153 tonnes de bombes, 45 morts, soit 3,4 tonnes de bombes par individu.
Après le conflit, il est fait mention en passant des tentatives de reprendre ou de reconstituer un semblant de quotidien, puis le sujet est rapidement glissé sous le tapis. Le quotidien est anti-néolibéraliste. Il ne fait pas vendre. C’est l’objet qui fait vendre les objets par effet de domino.

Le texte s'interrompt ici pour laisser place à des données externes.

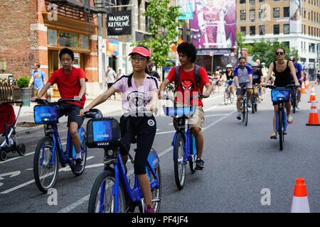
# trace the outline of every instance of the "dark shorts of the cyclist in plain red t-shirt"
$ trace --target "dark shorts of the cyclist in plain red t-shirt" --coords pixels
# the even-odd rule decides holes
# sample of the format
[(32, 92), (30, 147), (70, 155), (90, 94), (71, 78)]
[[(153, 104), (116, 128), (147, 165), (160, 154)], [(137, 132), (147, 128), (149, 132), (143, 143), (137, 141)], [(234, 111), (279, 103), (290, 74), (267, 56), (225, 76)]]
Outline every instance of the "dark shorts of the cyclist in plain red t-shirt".
[(70, 125), (70, 122), (78, 123), (78, 128), (82, 126), (82, 123), (85, 120), (85, 118), (80, 117), (79, 114), (80, 114), (80, 106), (76, 106), (74, 104), (68, 104), (68, 103), (60, 104), (59, 118), (62, 117), (63, 115), (68, 116), (68, 127)]

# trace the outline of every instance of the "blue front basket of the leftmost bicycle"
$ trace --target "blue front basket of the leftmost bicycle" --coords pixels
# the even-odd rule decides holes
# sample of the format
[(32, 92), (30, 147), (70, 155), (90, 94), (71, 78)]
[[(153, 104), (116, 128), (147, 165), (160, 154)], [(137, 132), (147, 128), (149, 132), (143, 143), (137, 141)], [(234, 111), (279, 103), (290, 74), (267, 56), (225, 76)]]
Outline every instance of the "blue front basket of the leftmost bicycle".
[(36, 105), (33, 107), (35, 123), (58, 123), (59, 107), (56, 105)]

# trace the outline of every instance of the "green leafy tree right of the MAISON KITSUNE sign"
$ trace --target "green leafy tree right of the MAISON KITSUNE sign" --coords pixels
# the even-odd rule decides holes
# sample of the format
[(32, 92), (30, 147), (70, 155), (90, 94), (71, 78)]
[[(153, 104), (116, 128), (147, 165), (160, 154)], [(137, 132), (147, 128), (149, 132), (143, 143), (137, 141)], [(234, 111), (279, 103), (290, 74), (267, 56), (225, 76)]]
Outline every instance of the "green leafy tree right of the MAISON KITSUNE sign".
[(149, 0), (148, 7), (144, 12), (150, 20), (149, 33), (151, 38), (146, 38), (135, 45), (145, 45), (152, 50), (152, 62), (156, 67), (166, 65), (169, 50), (172, 45), (177, 45), (176, 38), (179, 35), (178, 27), (182, 21), (178, 21), (181, 13), (180, 6), (170, 6), (170, 0)]

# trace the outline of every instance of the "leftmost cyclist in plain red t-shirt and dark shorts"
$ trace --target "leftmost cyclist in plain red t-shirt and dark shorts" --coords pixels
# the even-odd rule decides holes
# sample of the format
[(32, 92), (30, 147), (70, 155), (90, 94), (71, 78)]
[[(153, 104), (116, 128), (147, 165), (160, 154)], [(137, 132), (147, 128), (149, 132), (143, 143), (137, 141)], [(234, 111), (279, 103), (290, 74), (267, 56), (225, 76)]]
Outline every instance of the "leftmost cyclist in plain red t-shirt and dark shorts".
[(63, 65), (62, 68), (56, 70), (51, 74), (46, 85), (41, 89), (37, 96), (33, 96), (31, 101), (41, 99), (43, 94), (46, 94), (51, 85), (57, 84), (62, 99), (75, 99), (78, 102), (65, 102), (60, 105), (59, 117), (68, 115), (68, 128), (71, 135), (73, 145), (75, 146), (75, 172), (82, 170), (83, 160), (80, 154), (80, 137), (78, 135), (78, 128), (82, 125), (85, 118), (80, 117), (80, 109), (85, 105), (85, 82), (87, 82), (87, 76), (85, 72), (73, 67), (73, 60), (75, 55), (72, 50), (63, 48), (59, 53), (60, 62)]

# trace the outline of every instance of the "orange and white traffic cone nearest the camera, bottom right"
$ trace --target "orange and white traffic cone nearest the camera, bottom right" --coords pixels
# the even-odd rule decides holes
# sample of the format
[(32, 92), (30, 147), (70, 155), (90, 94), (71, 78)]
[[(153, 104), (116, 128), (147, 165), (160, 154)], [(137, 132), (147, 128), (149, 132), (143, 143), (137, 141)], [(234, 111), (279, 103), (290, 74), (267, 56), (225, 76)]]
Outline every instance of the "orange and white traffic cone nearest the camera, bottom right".
[(306, 184), (304, 178), (297, 178), (294, 186), (294, 196), (292, 200), (291, 213), (310, 213)]

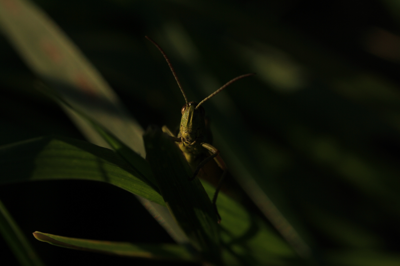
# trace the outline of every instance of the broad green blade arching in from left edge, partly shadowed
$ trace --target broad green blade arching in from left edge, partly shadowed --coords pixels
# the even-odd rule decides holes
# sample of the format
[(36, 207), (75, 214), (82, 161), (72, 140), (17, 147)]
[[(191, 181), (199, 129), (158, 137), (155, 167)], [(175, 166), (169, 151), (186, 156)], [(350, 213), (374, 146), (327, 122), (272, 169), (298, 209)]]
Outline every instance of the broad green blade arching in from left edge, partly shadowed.
[(41, 137), (0, 147), (1, 183), (82, 179), (103, 181), (164, 205), (161, 195), (135, 176), (115, 152), (64, 137)]

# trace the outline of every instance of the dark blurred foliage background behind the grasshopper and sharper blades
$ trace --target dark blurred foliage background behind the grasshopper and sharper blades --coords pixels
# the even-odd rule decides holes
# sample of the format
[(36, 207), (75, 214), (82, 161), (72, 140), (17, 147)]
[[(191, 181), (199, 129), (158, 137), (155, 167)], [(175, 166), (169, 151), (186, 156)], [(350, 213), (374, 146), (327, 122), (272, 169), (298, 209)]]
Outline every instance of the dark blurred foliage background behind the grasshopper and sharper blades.
[[(258, 177), (326, 263), (400, 264), (397, 1), (34, 2), (82, 49), (144, 128), (175, 128), (184, 104), (164, 59), (144, 35), (166, 51), (189, 100), (256, 72), (204, 104), (214, 144), (232, 175), (245, 178), (245, 169)], [(0, 47), (0, 143), (48, 134), (83, 139), (62, 110), (34, 89), (38, 78), (3, 37)], [(39, 230), (97, 239), (101, 232), (107, 240), (172, 242), (116, 187), (46, 181), (2, 185), (0, 195), (27, 235)], [(48, 265), (132, 263), (33, 245)], [(2, 248), (8, 248), (4, 242)], [(9, 258), (8, 265), (17, 265)]]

Le qualificatif de Shōwa pour désigner l’établissement qui perdure dans la durée sans remodelage majeur de la couleur des murs et du menu permet d’éviter la distinction entre ce qui fait un établissement de quartier ancré dans le quotidien et un établissement devenu spot d’attraction figurant dans la liste à cocher. Le spectacle du quotidien de l’un est le pseudo-quotidien mis en spectacle de l’autre. Plus d’habitués, plus de quotidien, pas même son simulacre. Le staff blasé ne l’est pas seulement par la paie mauvaise, mais par le savoir qu’il ne s’agit que d’un spectacle. L’interaction des échanges via le code-barres ou la tablette objective encore plus l’offre, dénuée des moindres signes de ce qui s’inscrivait, ou pas, dans la norme du quotidien. À la performance du barista beau mec, l’œil soucieux sur le débit du jus, s’oppose la manière ostentatoire dont le staff de Dream Coffee préparait le café en vrac pour remplir les grosses cafetières en verre, déversant sans affect ni poses l’eau chaude directement des bouilloires dans les filtres de toile bourrés de café moulu. On peut reproduire cela à la maison. On le fait, en connaissance d’avoir vu le faire. Transmission de protocoles, pratiques pragmatiques du quotidien.

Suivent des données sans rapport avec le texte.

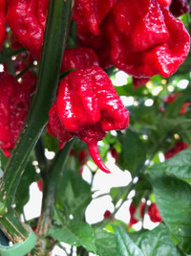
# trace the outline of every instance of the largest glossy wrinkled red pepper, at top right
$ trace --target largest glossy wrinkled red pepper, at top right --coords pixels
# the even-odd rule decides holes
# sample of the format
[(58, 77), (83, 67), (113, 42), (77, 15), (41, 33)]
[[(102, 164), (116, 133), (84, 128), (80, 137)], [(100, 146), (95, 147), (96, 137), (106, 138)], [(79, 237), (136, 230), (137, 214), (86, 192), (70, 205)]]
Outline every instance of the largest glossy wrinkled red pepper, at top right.
[(121, 0), (110, 15), (107, 33), (118, 69), (137, 78), (167, 78), (186, 58), (189, 34), (157, 0)]

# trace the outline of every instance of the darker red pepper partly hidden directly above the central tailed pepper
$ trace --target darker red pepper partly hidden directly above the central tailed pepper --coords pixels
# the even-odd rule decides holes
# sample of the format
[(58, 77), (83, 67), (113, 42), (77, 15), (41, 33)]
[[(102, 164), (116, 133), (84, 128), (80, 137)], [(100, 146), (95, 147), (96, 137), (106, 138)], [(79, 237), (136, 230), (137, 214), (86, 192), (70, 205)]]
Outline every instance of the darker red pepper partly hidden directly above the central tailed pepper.
[(85, 68), (98, 64), (99, 62), (96, 53), (91, 48), (78, 47), (67, 49), (64, 52), (61, 72), (72, 68)]

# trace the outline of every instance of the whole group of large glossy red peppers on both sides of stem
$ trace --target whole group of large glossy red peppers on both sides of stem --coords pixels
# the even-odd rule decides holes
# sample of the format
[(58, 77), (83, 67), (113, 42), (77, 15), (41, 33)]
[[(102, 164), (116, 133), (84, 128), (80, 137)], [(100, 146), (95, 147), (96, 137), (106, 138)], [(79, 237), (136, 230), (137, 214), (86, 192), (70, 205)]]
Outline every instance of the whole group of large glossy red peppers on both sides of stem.
[[(101, 161), (97, 142), (107, 131), (127, 128), (129, 113), (102, 68), (115, 65), (133, 76), (137, 86), (154, 75), (167, 78), (175, 73), (190, 47), (183, 23), (175, 18), (189, 12), (184, 2), (75, 0), (73, 20), (79, 47), (65, 51), (61, 72), (76, 70), (60, 81), (47, 126), (60, 149), (76, 136), (87, 144), (96, 165), (110, 173)], [(176, 13), (174, 6), (180, 3), (180, 13)], [(31, 60), (39, 60), (48, 5), (49, 0), (0, 0), (0, 47), (7, 22), (17, 45), (29, 51)], [(19, 59), (14, 64), (22, 70)], [(32, 81), (30, 72), (21, 83), (7, 73), (0, 75), (4, 92), (0, 95), (0, 148), (9, 155), (24, 124), (36, 80)]]

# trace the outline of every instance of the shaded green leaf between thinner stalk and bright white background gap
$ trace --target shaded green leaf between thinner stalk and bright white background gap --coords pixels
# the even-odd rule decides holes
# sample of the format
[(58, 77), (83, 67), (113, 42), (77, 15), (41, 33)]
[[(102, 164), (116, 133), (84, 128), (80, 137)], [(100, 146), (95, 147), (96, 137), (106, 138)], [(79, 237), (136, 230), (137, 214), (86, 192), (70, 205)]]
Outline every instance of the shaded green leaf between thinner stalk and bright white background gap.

Les quartiers, dans leur description en boucles identiques, sont aussi des objets néolibéralistes dotés d’une propagande stratégique monomaniaque pour y induire les flux entrants et de passage. Cette propagande se situe hors du quotidien, si tant est qu’il en reste encore quelque chose, à commencer par des habitants y menant, et pouvant encore y mener, une vie quotidienne. Une fois la vie quotidienne disparue, la place est totalement libre pour y disposer les objets de l’illusion d’une vie quotidienne, où la mobilité, le passage pour consommation, y est autant la norme des personnes venues de loin que des personnes venues de moins loin. Les messages enchantés qui inscrivent couramment la flamme du contentement accompagnée d’une promesse d’y revenir expriment le rêve d’y performer dans un futur improbable l’impossibilité d’une pratique quotidienne dans un milieu dénué d’habitués, hors le personnel de service. Ces messages transpirent le rêve de performance et d’octroi à soi de routines. Le quotidien est fait de routines. Les routines s’inscrivent dans la lenteur, la stabilité, le statisme. Elles sont rendues désirables mais repoussées, car anti-mobiles, la mobilité étant le cœur du néolibéralisme, donc consommatrice d’espace et de choses. La mobilité néolibérale consumériste à but d’entretien de soi, inversement proportionnelle à la capacité d’empathie, peut se performer dans un espace clos aussi, la salle de gym étant l’exemple iconique de ce fait.
Les avis divergent sur la durée de trempage du riz : un quart d’heure au minimum si pressé par le temps mobile, mais on préférera une demi-heure. Les avis divergent aussi, et sont l’occasion d’oppositions de prétentions à la maîtrise du savoir quotidien sur la durée entre le moment où couper le feu sous la casserole à riz — par l’électrique algorithmée — et le moment approprié de mélanger délicatement le riz avant de le servir. Dans ce cas, ce n’est pas le savoir-faire accumulé qui est mis en exergue, en argument indiscutable du bien-fondé d’une durée ou d’une autre, mais des traditions. On sort alors le drapeau du placard. Sur la manière de faire traditionnelle et intangible, l’observation montre qu’en réalité, celle-ci n’est pas unifiée et dépend des pratiques du quotidien de chacun.